Entre estos libros recomiendo, sin duda, uno escrito por
Diego Tomasi y llamado Cortázar por
Buenos Aires, Buenos Aires por Cortázar (Seix Barral, 2013), que so capa de bucear en la relación,
siempre un poco conflictiva, un mucho apasionada, llena de distancias y
retornos, entre Julio y la ciudad (¿imaginaria?) que puebla su literatura, nos
ofrece un retrato muy fresco del autor y claves harto valiosas sobre distintos
aspectos de su escritura y de su mundo interior.

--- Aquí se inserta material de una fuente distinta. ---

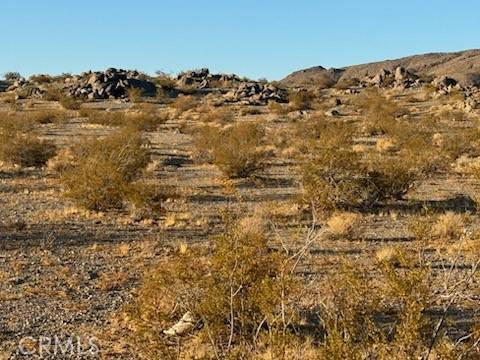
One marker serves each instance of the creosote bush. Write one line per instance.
(142, 117)
(103, 172)
(335, 176)
(236, 150)
(241, 293)
(243, 300)
(69, 103)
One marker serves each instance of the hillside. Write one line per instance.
(463, 66)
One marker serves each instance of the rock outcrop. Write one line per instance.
(203, 79)
(110, 84)
(463, 66)
(254, 93)
(400, 78)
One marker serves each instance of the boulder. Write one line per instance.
(254, 93)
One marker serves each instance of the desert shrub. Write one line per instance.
(184, 103)
(19, 145)
(449, 226)
(240, 293)
(332, 173)
(103, 171)
(335, 176)
(461, 142)
(44, 116)
(345, 84)
(221, 115)
(69, 103)
(250, 110)
(341, 224)
(143, 118)
(236, 150)
(277, 108)
(380, 113)
(336, 179)
(301, 100)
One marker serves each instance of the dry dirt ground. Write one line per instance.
(68, 272)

Es verdad que parte de este renovado interés puede tener
que ver con su centenario natal, pues estas conmemoraciones suelen ser
propicias para rescatar a un autor de su calidad de clásico, para desempolvarlo
(y si es así, bienvenidas sean). Pero me animo a decir que más allá de los
amores y los olvidos en su país y de los pequeños fastos de este su centenario,
Cortázar ha pasado indemne la prueba del tiempo.
Sigue mirándonos, con sus ojos de niño eterno, desde las
fotografías que nos revelan un espíritu puro, ingenuo incluso, más
inquebrantable; trascendido, ajeno al correr del tiempo y sus estragos, un alma
incapaz de avejentarse, que eligió seguir maravillada para siempre.
Y sigue hablándonos, con su voz gruesa que arrastra las
eres, desde las páginas de sus libros, que a muchos nos influyeron tanto y nos
cambiaron la vida, como aquella Rayuela
leída en un lluvioso enero de 1987, y que estoy seguro pueden seguir influyendo
y cambiando la vida a otros lectores de hoy y del futuro y de muchas maneras.
Pensando en él y en un texto suyo -Amor 77- que tuve pegado alguna vez en mi casillero de universitario,
incluí en mi libro más reciente un breve poema que reescribe ese texto (otro de
los riesgos de los clásicos) a manera de homenaje y de recuerdo para ese hombre
alto y sutil que nos enseñó a mirar dentro nuestro sin concesiones fáciles.
Titula Amor 77 revisited y con él
cierro la tienda creativa por ahora y me apresto a salir a la rutina:
Poner la
pila al reloj / encender el celular / y
/ –como aquellos olvidados personajes de Cortázar- / levantarnos, bañarnos,
entalcarnos, perfumarnos, peinarnos, / vestirnos / y así progresivamente /
volver a ser lo que no somos. // O lo que somos, /que es aún peor.